Saturday, September 12, 2015

What can we do for the OBKMS to happen?

This is my first blog post here, so it merits to define what actually The Open Biodiversity Knowledge Management System (OBKMS) is, or at least how I view it. The OBKMS was defined as part of the EU-funded project pro-iBiosphere. In a nutshell, its implementation would allow biodiversity and biodiversity-related data to freely flow from acquisition to analysis and storage to publishing and back.

One of its early critics, and I mean this in a positive way, since only through critique can a concept be improved---it is the very essense of the scientific method---is a person, whose blog I will look up to for inspiration and as a model in writing mine, namely none other than Prof. Rod Page. In a personal correspondence with me, Prof. Page organized his concerns into the following major categories:

  1. The system itself needs to be well-defined: what it is, what it is trying to achieve, etc.
  2. Linked data and semantic web are still in a very early phase of their development and represent hopes rather than address real challenges.
  3. Network effects need to be leveraged. In his language, a "network effect" is an effect "where both users and providers get tangible benefits."
In my current grasp of OBKMS, I completely agree with Prof. Page on (1) and (3) and disagree on (2). I do understand the dislike in the scientific community for linked data---scientists are used to storing data in a much different way than triples---but I also believe in linked data at the moment. I also believe that in the future there will be ways to easily transform tabular data into triple-store and back. For an idea, you could check an article by Allocca and Gougousis (2015), whose academic editor was the humble writer of this blog, which gives an idea of how to reverse RML.

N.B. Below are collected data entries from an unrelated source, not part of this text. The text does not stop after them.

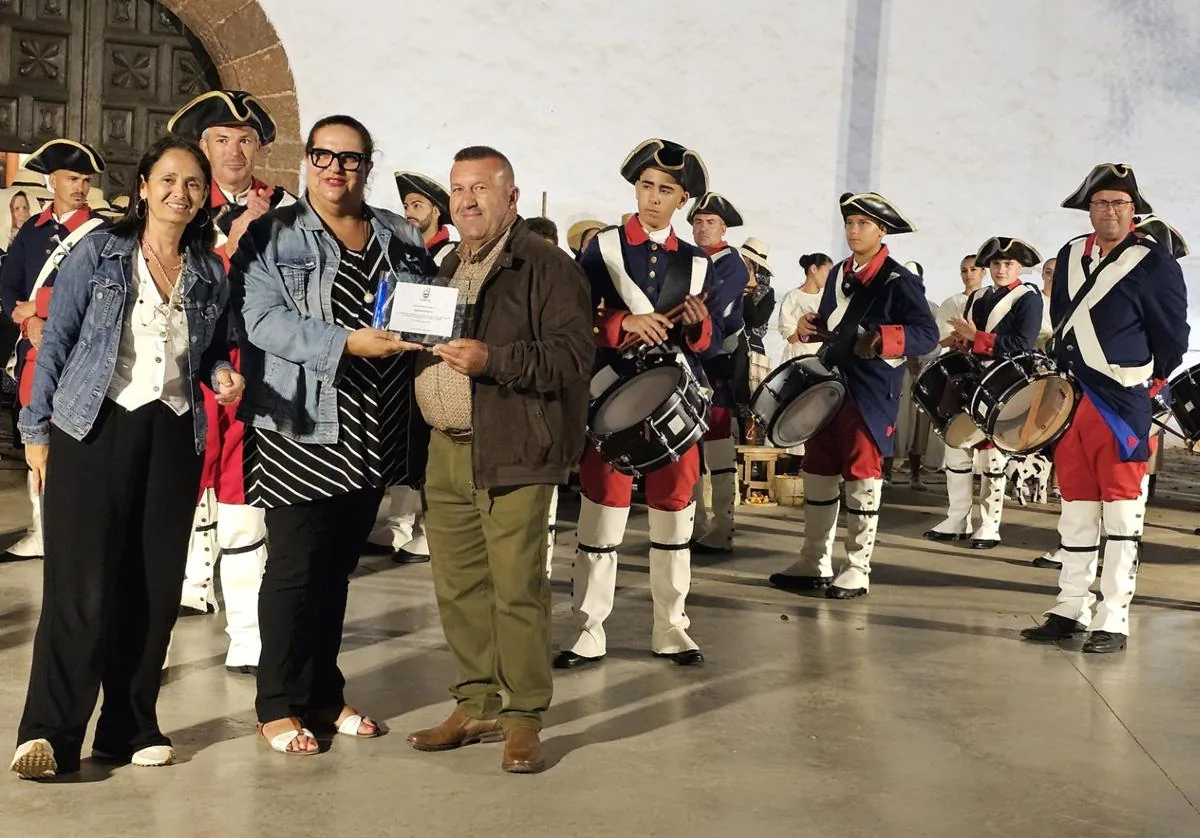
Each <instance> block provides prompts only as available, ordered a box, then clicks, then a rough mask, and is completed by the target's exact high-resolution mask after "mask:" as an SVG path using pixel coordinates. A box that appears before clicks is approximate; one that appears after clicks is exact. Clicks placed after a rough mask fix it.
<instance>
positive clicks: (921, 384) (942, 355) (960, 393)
mask: <svg viewBox="0 0 1200 838" xmlns="http://www.w3.org/2000/svg"><path fill="white" fill-rule="evenodd" d="M982 375H983V367H980V366H979V361H977V360H976V359H974V358H973V357H972V355H968V354H966V353H965V352H947V353H946V354H943V355H940V357H938V358H936V359H934V360H932V361H930V363H929V364H928V365H926V366H925V369H924V370H922V371H920V375H918V376H917V381H914V382H913V384H912V399H913V401H916V402H917V407H919V408H920V409H922V411H923V412H924V413H925V415H928V417H929V421H930V424H931V425H932V426H934V432H935V433H937V436H940V437H942V439H943V441H944V442H946V444H947V445H949V447H950V448H974V447H976V445H978V444H979V443H980V442H984V441H985V439H986V437H985V436H984V433H983V431H980V430H979V426H978V425H976V424H974V421H973V420H972V419H971V415H970V414H968V413H967V406H968V405H970V402H971V396H972V395H974V391H976V388H977V387H979V377H980V376H982Z"/></svg>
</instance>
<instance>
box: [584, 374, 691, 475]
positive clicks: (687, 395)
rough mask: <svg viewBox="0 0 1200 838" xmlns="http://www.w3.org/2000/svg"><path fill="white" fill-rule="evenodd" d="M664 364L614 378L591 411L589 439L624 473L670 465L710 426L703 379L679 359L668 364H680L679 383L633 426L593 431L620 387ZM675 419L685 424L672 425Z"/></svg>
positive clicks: (611, 464) (613, 467)
mask: <svg viewBox="0 0 1200 838" xmlns="http://www.w3.org/2000/svg"><path fill="white" fill-rule="evenodd" d="M662 366H665V365H659V366H655V367H652V369H649V370H643V371H642V372H638V373H637V375H634V376H630V377H626V378H622V379H619V381H617V382H613V383H612V384H611V385H610V387H608V389H606V390H605V391H604V393H601V394H600V396H598V397H596V399H595V401H594V402H593V405H592V408H590V411H589V421H588V439H589V442H590V443H592V445H593V447H594V448H595V449H596V451H599V454H600V457H601V459H602V460H604V461H605V462H607V463H608V465H610V466H612V467H613V468H614V469H616V471H618V472H620V473H622V474H629V475H631V477H638V475H641V474H648V473H649V472H653V471H656V469H659V468H662V467H664V466H668V465H671V463H672V462H676V461H678V459H679V457H680V456H682V455H683V454H685V453H686V451H688V449H689V448H691V447H692V445H695V444H696V443H697V442H700V439H701V437H703V436H704V433H706V432H707V431H708V405H709V400H708V397H707V396H706V395H704V393H703V390H702V389H701V387H700V384H698V382H696V379H695V378H694V377H692V376H691V375H690V373H689V372H688V371H686V370H684V369H683V367H678V366H676V365H666V366H671V367H672V369H678V372H679V378H678V381H677V382H676V385H674V388H673V389H672V391H671V393H670V395H668V396H667V397H666V399H665V400H664V401H662V402H660V403H659V406H658V407H655V408H654V411H652V412H650V414H649V415H647V417H646V418H643V419H642V420H640V421H637V423H635V424H632V425H630V426H629V427H625V429H622V430H617V431H612V432H610V433H595V432H593V431H592V426H593V421H594V419H595V415H596V414H598V413H599V412H600V411H602V409H604V406H605V403H606V402H607V401H608V400H610V399H612V397H613V396H614V395H616V394H617V391H618V390H622V389H624V388H625V387H626V385H630V384H631V383H632V382H636V379H637V378H638V376H642V375H646V373H650V372H654V371H655V370H659V369H662ZM673 423H677V424H679V427H678V430H677V429H674V427H671V424H673ZM659 433H661V435H662V436H664V437H666V438H667V439H668V442H666V443H664V442H662V441H661V439H660V438H658V435H659Z"/></svg>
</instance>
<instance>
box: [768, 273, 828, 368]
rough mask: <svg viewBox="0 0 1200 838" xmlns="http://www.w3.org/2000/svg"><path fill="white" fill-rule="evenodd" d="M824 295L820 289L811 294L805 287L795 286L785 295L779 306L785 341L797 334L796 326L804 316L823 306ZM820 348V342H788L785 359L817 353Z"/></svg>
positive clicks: (799, 322) (784, 351)
mask: <svg viewBox="0 0 1200 838" xmlns="http://www.w3.org/2000/svg"><path fill="white" fill-rule="evenodd" d="M823 295H824V292H821V291H818V292H817V293H816V294H809V293H808V292H805V291H804V289H803V288H793V289H792V291H790V292H787V294H785V295H784V301H782V303H781V304H780V306H779V334H781V335H782V336H784V340H785V341H786V340H787V339H788V337H791V336H792V335H794V334H796V327H797V325H799V323H800V318H802V317H804V316H805V315H809V313H812V315H815V313H816V312H817V309H820V307H821V298H822V297H823ZM820 348H821V343H820V342H811V343H800V342H799V341H797V342H794V343H787V345H785V346H784V360H785V361H786V360H791V359H792V358H799V357H802V355H815V354H817V351H818V349H820Z"/></svg>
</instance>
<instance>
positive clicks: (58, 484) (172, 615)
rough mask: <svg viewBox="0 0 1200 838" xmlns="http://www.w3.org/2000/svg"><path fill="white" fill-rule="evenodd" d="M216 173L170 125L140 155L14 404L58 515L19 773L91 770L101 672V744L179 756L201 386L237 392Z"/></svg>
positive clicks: (23, 729)
mask: <svg viewBox="0 0 1200 838" xmlns="http://www.w3.org/2000/svg"><path fill="white" fill-rule="evenodd" d="M211 182H212V175H211V169H210V168H209V163H208V161H206V160H205V157H204V154H203V152H202V151H200V150H199V148H197V146H196V145H194V144H192V143H191V142H188V140H185V139H179V138H174V137H167V138H163V139H160V140H158V142H157V143H155V144H154V145H152V146H150V149H149V150H148V151H146V152H145V155H143V157H142V160H140V162H139V163H138V170H137V179H136V186H134V187H133V193H132V194H131V196H130V197H131V204H130V206H131V209H130V211H128V213H127V214H126V216H125V219H124V220H122V221H121V222H119V223H118V225H115V226H114V227H112V228H108V229H101V231H96V232H94V233H91V234H89V235H88V237H86V238H85V239H84V240H83V241H82V243H79V245H78V246H77V247H76V249H74V250H73V251H72V252H71V255H70V256H68V257H67V258H66V259H65V261H64V262H62V267H61V268H60V270H59V274H58V279H56V281H55V292H54V303H53V305H52V306H50V317H49V319H48V321H47V323H46V331H44V335H43V337H42V347H41V352H38V355H37V375H36V376H35V378H34V382H35V383H34V391H32V399H31V401H30V405H29V406H28V407H25V408H24V409H23V411H22V413H20V433H22V437H23V439H24V442H25V457H26V460H28V461H29V465H30V468H31V469H32V472H34V474H35V477H36V479H37V481H38V485H40V486H41V489H42V491H43V509H44V515H46V564H44V583H43V601H42V616H41V619H40V622H38V624H37V635H36V638H35V640H34V663H32V671H31V674H30V680H29V693H28V695H26V699H25V712H24V716H23V717H22V720H20V730H19V735H18V737H17V741H18V743H19V744H18V747H17V754H16V756H14V758H13V761H12V770H13V771H14V772H16V773H17V774H19V776H20V777H23V778H28V779H41V778H48V777H54V776H55V774H61V773H68V772H73V771H78V770H79V759H80V752H82V749H83V737H84V731H85V729H86V726H88V719H89V718H91V713H92V710H94V708H95V705H96V698H97V693H98V692H100V688H101V686H102V684H103V688H104V702H103V706H102V707H101V713H100V722H98V723H97V725H96V736H95V740H94V742H92V756H94V758H96V759H110V760H118V761H122V762H133V764H134V765H143V766H158V765H169V764H170V762H173V761H174V758H175V753H174V750H173V749H172V747H170V740H168V738H167V737H166V736H163V735H162V731H161V730H160V729H158V719H157V714H156V708H155V705H156V702H157V699H158V684H160V670H161V669H162V664H163V660H164V658H166V654H167V645H168V642H169V640H170V630H172V628H173V627H174V623H175V616H176V615H178V611H179V591H180V586H181V585H182V581H184V564H185V561H186V557H187V541H188V538H190V537H191V528H192V513H193V509H194V505H196V497H197V493H198V491H199V479H200V451H202V449H203V445H204V438H205V429H204V411H203V409H196V408H197V406H199V405H200V403H202V400H200V391H199V388H200V382H204V383H205V384H208V385H210V387H212V389H214V390H215V391H216V393H217V399H218V401H222V402H224V403H233V402H235V401H236V400H238V399H239V397H240V396H241V390H242V379H241V376H239V375H238V373H236V372H234V371H233V367H232V366H230V365H229V363H228V359H227V357H228V335H227V333H226V323H227V318H226V316H224V311H226V304H227V301H228V297H229V292H228V285H227V283H226V280H224V276H223V271H222V268H221V262H220V261H218V259H217V257H216V256H214V253H212V237H214V233H212V225H211V223H209V220H208V217H206V214H204V213H202V211H200V210H202V208H204V206H205V205H206V204H208V193H209V188H210V187H211ZM198 214H199V217H197V216H198Z"/></svg>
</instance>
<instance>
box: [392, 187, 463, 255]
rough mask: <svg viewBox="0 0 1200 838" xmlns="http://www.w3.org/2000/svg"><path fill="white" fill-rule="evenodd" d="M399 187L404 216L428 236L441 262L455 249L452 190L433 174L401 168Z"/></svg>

This is my first post for now. Next week I will be at the BIG4 kick-off meeting in Copenhagen, where I will present some interesting workflows that I've been helping develop for the Biodiversity Data Journal.

1 comment:

  1. Hi Viktor,

    Nice bog, looking forward to reading more. Regarding (2), it's not so much that linked data and the semantic web are still in the early stages (they've actually been around for a while), it's just that nobody seems to have clearly articulated what problems they solve, what the drivers are for adopting those technologies, and how they are going to be implemented in practice. Instead, it's become a slogan that people invoke like magic pixie dust.

    By way of contrast, it's interesting to look at how structured data in web sites has taken off (which could be viewed as semantic web-lite, at a stretch).

    1. There's a clear driver, in that search in a mobile world needs to be about things, not web pages about things. So Google, Facebook, etc. want to be able to provide answers to searches that are entities. If I'm looking for a place to eat, I don't want a web page about places to eat, I want a list restaurants, directions, and reviews.

    2. Google uses two approaches to building its knowledge graph of entities (things), sophisticated text mining/machine learning, and structured markup.

    3. Given the importance of Google search to web masters, there is a very clear driver for web sites to provide structured markup for Google, so that they will be discovered and correctly interpreted. Markup = discoverability, no markup = drop in ranking.

    4. Google provides simple markup ( designed to to capture core entities and their relationships, and encourages use of consistent identifiers.

    I've yet to see anyone in biodiversity informatics articulate a comparable vision for our field, and until we do I think we are essentially whistling in the wind.